That night the heavens opened, a terrific thunder and lightning storm and torrential rain all night (Its incredibly loud on a tin roof) it was still raining when I woke the next morning. It was not worth getting up early as there was no visible sunrise. I arrived at the dining area dead on seven unfortunately twelve minutes before any other of the kitchen staff, it seems that rain renders all alarm devices in the Zambezi valley totally useless. I have subsequently given up asking for my breakfast at a precise time, and just have it when they feel it would be a good time for me to eat.

Sorry, I went off on a bit of a tangent there about breakfast, the thing is I really want to get into Chirundu in the mornings now, to get stuck into the day and get things cracking. Once you get into the swing of the place it is addictive, you can make things happen, build things, change things.
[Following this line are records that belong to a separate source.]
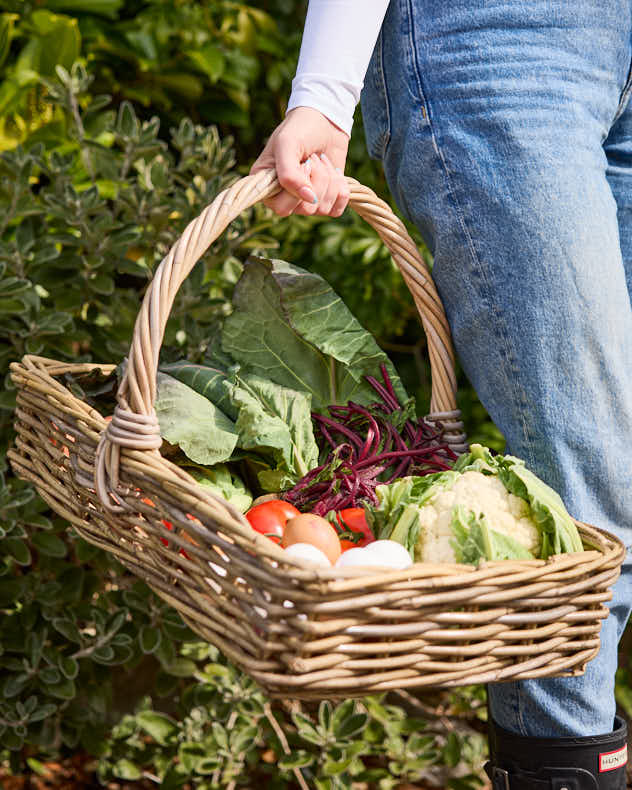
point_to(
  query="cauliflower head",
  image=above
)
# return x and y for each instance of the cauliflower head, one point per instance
(479, 493)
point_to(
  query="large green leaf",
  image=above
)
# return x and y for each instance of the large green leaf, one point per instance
(272, 421)
(289, 326)
(56, 41)
(203, 432)
(276, 419)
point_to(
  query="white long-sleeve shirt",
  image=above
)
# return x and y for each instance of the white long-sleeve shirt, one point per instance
(338, 40)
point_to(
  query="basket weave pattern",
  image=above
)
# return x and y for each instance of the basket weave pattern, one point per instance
(299, 631)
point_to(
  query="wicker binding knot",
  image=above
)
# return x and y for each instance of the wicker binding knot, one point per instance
(300, 631)
(125, 429)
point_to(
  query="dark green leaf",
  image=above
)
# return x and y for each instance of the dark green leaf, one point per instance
(149, 639)
(161, 728)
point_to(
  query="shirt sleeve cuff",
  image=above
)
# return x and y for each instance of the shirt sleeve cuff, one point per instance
(336, 100)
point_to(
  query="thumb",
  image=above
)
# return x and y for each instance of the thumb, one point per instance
(294, 176)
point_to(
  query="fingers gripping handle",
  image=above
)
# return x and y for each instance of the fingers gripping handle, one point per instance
(134, 424)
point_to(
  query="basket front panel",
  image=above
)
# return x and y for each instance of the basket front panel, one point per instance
(296, 631)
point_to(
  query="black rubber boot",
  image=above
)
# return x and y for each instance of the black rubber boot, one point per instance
(589, 763)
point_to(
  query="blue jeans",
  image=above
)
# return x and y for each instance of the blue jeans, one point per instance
(506, 138)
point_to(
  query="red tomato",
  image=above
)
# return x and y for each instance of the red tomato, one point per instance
(353, 527)
(269, 518)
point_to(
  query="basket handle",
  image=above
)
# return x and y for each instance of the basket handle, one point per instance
(134, 424)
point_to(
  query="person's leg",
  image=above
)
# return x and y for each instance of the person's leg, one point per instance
(490, 120)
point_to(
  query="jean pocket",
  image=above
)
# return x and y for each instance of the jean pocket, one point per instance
(376, 115)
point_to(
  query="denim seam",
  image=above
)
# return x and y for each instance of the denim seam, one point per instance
(625, 97)
(502, 335)
(386, 134)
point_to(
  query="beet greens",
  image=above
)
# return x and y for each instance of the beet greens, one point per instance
(365, 446)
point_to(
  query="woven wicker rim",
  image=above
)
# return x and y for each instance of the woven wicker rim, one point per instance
(134, 424)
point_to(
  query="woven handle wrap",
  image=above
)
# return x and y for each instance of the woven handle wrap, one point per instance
(134, 424)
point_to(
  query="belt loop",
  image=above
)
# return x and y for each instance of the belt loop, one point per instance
(500, 779)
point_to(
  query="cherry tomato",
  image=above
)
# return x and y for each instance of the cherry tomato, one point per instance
(269, 518)
(352, 526)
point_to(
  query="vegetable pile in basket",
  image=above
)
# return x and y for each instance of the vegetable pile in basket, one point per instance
(297, 404)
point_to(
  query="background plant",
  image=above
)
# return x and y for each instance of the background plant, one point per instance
(104, 164)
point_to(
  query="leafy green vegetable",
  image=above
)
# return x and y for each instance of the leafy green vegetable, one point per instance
(272, 421)
(224, 483)
(392, 516)
(289, 326)
(207, 380)
(203, 432)
(277, 421)
(559, 533)
(475, 540)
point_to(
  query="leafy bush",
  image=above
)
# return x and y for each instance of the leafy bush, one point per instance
(226, 733)
(216, 61)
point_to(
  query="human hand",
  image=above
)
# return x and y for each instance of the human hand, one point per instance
(308, 152)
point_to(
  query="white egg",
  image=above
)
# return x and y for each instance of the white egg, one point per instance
(309, 553)
(356, 558)
(390, 553)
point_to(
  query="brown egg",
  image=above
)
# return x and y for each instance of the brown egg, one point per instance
(310, 528)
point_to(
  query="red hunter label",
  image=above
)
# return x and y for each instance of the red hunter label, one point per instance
(608, 761)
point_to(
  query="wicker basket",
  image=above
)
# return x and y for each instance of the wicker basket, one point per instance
(299, 632)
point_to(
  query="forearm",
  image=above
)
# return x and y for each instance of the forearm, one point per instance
(338, 40)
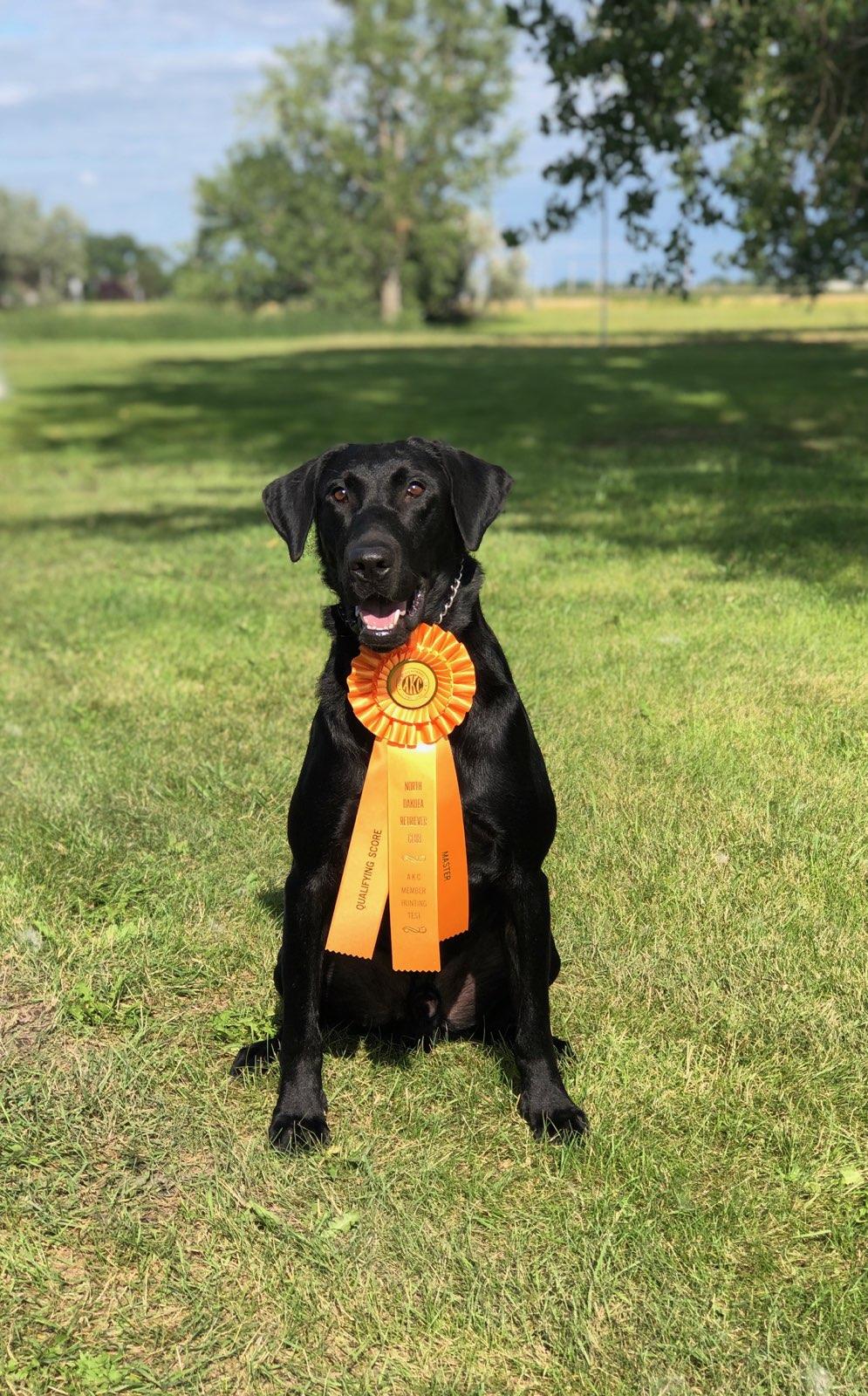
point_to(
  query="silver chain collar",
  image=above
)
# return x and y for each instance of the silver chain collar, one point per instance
(451, 597)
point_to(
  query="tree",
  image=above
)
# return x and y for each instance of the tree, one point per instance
(755, 109)
(119, 260)
(376, 139)
(39, 253)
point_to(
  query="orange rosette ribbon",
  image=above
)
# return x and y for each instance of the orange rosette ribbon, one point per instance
(407, 842)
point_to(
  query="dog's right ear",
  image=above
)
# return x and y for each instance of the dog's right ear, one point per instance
(290, 503)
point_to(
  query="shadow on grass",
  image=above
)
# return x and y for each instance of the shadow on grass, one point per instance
(753, 451)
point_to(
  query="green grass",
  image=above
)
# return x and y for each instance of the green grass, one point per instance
(680, 584)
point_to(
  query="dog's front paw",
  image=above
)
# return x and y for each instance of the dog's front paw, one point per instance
(556, 1119)
(290, 1133)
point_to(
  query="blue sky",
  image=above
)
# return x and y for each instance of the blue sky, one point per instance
(114, 106)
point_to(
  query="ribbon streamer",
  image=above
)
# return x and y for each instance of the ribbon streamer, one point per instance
(407, 842)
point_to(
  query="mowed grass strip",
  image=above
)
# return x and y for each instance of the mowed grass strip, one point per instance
(680, 584)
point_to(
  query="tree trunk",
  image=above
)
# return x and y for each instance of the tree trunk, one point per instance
(390, 297)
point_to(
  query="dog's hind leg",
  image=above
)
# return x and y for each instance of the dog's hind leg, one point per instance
(256, 1056)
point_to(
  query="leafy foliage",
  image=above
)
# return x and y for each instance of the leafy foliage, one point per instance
(374, 141)
(39, 251)
(754, 108)
(120, 260)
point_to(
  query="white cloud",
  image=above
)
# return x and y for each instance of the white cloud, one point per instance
(13, 94)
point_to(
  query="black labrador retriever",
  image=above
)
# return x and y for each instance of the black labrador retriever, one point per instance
(395, 524)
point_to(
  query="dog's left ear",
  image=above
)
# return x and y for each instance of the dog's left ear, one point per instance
(477, 489)
(290, 503)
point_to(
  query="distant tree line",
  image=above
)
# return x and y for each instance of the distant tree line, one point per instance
(49, 256)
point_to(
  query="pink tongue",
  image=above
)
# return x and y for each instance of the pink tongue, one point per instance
(379, 619)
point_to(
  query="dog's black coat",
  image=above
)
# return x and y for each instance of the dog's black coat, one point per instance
(395, 524)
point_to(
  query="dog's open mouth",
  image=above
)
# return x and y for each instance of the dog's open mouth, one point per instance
(379, 618)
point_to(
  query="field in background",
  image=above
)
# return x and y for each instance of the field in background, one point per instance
(631, 316)
(680, 583)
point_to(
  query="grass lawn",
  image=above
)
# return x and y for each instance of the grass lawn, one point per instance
(680, 584)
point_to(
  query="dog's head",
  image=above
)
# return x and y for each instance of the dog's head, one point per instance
(393, 523)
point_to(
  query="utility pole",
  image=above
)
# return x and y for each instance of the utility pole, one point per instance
(603, 271)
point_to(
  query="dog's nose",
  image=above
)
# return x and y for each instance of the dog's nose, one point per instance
(372, 563)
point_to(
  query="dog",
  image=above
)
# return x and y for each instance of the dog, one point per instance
(395, 527)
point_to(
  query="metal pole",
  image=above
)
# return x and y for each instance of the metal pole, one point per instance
(603, 271)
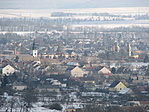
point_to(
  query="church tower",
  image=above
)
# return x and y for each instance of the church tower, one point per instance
(129, 49)
(34, 50)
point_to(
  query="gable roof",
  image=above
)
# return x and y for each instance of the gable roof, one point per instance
(114, 83)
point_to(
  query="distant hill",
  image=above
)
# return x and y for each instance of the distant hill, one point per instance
(113, 3)
(66, 4)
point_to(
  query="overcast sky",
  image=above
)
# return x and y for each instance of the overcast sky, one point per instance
(49, 4)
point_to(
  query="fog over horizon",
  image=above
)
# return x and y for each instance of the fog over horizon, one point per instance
(70, 4)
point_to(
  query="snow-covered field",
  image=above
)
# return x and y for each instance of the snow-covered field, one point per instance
(47, 12)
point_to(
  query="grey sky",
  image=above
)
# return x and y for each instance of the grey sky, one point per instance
(48, 4)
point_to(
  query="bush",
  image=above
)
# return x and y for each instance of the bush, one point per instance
(56, 106)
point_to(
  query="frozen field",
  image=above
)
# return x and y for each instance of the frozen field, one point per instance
(47, 12)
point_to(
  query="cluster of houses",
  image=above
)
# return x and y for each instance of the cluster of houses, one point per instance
(98, 69)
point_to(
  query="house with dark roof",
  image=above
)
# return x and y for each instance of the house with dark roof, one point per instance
(117, 86)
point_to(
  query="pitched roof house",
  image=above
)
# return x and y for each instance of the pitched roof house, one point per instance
(7, 70)
(104, 70)
(77, 72)
(117, 86)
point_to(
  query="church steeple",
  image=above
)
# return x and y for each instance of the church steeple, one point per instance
(34, 50)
I think that is all to do with the fact that if you want to do something, you walk over to the man who makes the decisions, knock on his door and talk to him, come to a conclusion, he may need to make some phone calls while you are there, and it’s done. If you need to see anyone else about it you walk to see them, and repeat the process, until you have achieved your aim. And I think that is it with Chirundu. It is like its own little principality, everyone is there within walking distance from the highest to the lowest, everyone knows everyone, you can get anything, you can do anything, (as long as it is legal of course) you just have to be determined and have the right attitude. I can honestly say that I really like Chirundu now and if I was told that I was to be working here permanently from now on, I would be delighted.
I still wouldn’t live in the town though.